LOL it's ok. I'm looking for an eventing prospect.


----------



## AussieDaisyGirl (May 21, 2009)

I wanted to add that she is free and two hours from me. The owner says there's a man that wants to get her as a broodmare. Such a waste  I wonder if I could find someone to go get her for me.


----------



## Cat (Jul 26, 2008)

She looks to be a good horse for free!


----------



## AussieDaisyGirl (May 21, 2009)

I'll say.


----------



## Iluvjunior (Feb 15, 2009)

I think you need to find someone to get her ASAP before her beauty and eventing prospect is wasted she looks like she's a keeper!


----------



## themacpack (Jul 16, 2009)

Try putting a listing on movemyhorse.com ( I think that is the name of it)-- you may find someone willing to do it pretty cheaply as a "filler" spot as part of a longer run they are coming through on. I put out a feeler on my mini and got quotes of $150 from several people as a filler run. You might also talk to the folks around the barn where Carolina is at and find someone who would be willing to do it for you for fuel cost and a little for their time.


----------



## TwisterRush (Sep 8, 2009)

i think you should get her, she is very pretty and looks pretty good and healthy, 
Plus if she is used as a broodmare, well thats a waste on her, you would have much better use of her.


----------



## my2geldings (Feb 18, 2008)

I think she's gorgeous, especially if she is free, go get her before she goes! I really like her. She's very well put together. Obviously undertoned and in need of a few groceries but I think she would make a really good prospect.

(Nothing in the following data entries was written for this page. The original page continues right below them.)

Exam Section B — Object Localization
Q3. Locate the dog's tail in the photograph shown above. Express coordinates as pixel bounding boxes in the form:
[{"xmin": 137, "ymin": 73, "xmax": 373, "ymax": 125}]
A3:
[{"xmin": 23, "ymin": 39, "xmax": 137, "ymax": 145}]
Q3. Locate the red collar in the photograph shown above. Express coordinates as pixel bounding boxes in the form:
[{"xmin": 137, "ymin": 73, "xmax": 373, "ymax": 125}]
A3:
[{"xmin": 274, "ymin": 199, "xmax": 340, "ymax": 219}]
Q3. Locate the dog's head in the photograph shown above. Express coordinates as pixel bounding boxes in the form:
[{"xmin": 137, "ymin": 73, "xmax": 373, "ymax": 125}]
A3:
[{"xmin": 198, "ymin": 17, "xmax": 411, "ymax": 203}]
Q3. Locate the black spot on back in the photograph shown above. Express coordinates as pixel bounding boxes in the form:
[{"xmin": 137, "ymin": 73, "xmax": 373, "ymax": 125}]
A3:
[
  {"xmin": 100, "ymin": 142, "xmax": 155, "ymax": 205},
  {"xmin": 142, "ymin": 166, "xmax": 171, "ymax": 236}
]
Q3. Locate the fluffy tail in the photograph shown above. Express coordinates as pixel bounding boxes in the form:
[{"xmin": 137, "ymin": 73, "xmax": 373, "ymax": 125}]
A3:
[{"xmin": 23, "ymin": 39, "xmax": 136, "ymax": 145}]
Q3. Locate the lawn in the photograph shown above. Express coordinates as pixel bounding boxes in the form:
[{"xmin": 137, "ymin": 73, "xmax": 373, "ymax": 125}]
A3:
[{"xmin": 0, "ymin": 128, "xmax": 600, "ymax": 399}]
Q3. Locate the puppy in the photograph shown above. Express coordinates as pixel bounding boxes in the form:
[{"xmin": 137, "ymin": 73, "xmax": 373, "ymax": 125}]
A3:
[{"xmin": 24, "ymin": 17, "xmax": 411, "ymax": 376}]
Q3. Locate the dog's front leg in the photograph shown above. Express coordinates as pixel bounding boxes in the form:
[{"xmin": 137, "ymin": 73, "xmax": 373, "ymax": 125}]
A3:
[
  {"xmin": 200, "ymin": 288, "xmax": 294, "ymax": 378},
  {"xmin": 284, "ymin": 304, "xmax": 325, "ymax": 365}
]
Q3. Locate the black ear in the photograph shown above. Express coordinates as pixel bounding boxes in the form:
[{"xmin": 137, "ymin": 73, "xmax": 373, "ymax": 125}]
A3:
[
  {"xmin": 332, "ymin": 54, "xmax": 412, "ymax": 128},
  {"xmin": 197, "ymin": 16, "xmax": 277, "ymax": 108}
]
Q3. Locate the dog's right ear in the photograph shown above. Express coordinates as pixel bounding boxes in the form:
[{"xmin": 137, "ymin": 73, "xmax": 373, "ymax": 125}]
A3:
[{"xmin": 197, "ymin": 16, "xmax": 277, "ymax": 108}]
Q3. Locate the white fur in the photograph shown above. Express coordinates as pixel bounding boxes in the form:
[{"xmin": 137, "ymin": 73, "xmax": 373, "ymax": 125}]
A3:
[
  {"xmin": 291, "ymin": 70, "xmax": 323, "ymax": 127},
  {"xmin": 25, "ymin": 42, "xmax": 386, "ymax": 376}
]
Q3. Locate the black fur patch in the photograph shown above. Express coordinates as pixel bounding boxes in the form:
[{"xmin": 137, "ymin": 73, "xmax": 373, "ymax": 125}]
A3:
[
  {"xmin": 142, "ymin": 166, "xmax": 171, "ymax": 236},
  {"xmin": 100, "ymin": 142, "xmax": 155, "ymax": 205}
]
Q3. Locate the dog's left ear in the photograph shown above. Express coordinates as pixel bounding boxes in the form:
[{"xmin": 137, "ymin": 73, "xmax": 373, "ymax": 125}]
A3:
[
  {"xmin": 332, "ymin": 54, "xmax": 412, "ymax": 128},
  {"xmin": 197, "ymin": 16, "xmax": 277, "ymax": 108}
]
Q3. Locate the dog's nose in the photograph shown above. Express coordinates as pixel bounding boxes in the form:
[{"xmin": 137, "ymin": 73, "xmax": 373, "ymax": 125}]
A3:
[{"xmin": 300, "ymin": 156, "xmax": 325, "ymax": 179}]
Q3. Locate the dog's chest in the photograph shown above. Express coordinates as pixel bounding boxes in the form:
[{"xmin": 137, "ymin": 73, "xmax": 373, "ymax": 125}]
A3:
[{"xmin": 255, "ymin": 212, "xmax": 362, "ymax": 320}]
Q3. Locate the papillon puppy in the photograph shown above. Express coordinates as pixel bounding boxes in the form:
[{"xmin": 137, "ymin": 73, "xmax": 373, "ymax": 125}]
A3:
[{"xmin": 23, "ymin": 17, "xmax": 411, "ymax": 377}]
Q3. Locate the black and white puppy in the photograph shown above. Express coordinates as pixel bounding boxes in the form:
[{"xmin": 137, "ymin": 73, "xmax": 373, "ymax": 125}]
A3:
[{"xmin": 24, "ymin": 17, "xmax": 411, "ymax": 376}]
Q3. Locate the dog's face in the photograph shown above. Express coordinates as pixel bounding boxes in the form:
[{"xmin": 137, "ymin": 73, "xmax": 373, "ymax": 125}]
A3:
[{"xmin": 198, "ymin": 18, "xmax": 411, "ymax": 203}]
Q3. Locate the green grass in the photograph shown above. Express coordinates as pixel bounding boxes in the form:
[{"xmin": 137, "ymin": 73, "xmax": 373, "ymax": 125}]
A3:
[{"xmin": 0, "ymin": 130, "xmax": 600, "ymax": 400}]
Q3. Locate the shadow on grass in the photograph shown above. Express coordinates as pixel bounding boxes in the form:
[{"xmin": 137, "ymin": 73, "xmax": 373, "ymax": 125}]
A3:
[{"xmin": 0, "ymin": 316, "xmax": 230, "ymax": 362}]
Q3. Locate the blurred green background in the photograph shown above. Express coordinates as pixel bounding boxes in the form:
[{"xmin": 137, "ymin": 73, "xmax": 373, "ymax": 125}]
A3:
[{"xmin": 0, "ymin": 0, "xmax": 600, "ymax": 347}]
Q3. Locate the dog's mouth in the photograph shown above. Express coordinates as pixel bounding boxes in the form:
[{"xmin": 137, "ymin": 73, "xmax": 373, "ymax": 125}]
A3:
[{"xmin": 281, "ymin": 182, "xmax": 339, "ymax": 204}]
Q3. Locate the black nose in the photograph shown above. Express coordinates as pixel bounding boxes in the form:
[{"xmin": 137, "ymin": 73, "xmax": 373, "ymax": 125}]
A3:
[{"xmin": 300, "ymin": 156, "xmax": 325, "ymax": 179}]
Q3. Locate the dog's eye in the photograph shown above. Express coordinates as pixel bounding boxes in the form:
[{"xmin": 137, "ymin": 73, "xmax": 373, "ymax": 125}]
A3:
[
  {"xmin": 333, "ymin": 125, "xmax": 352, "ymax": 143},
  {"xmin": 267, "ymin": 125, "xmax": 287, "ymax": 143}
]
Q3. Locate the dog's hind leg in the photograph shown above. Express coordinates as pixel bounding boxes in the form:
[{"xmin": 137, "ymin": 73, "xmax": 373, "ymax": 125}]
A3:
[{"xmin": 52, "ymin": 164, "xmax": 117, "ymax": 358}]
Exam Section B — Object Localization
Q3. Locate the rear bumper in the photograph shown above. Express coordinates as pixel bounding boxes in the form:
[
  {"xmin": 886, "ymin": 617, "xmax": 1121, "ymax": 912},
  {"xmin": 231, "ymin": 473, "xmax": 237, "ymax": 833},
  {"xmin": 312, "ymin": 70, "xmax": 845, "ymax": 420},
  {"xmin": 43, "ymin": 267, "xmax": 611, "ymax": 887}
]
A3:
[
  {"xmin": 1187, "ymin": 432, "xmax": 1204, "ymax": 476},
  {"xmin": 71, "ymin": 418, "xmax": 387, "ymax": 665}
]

I would be jumping on this one. A very nice looking horse.


----------



## Clementine (Sep 24, 2009)

The fact that she is FREE overrules any of her small conformation flaws - hook up a trailer and go get her fast before she's gone!


----------



## AussieDaisyGirl (May 21, 2009)

She's mine!! Yay! I hope she likes Carolina! She's not 16.3 though she's actually 17hh if she's four she's not likely to get bigger is she? 
My barn manager is going to call me later and hopefully she can get her in the morning.


----------



## AussieDaisyGirl (May 21, 2009)

She's mine!! Yay! I hope she likes Carolina! She's not 16.3 though she's actually 17hh if she's four she's not likely to get bigger is she? 
My barn manager is going to call me later and hopefully she can get her in the morning.


----------



## TwisterRush (Sep 8, 2009)

Yay Congrats !


----------



## xpyrrohs (Feb 16, 2009)

yay! Wow, what a nice horse for a nice price(free!)  I hope she works out for you


----------



## AussieDaisyGirl (May 21, 2009)

Thanks! I'm excited but I'll be more excited when I have her in my hot little paws. Course I won't be soing much with her til next year. Give her time to rest, grow and chill.


----------



## Cat (Jul 26, 2008)

Congrats!


----------



## hiwaythreetwenty (Oct 2, 2009)

Welcome to the world of ottb I have had mine a little over a month now and it has been an exciting experience good luck keep us updated


----------



## AussieDaisyGirl (May 21, 2009)

Thanks. Not my first OTTB though. Love them lots!


----------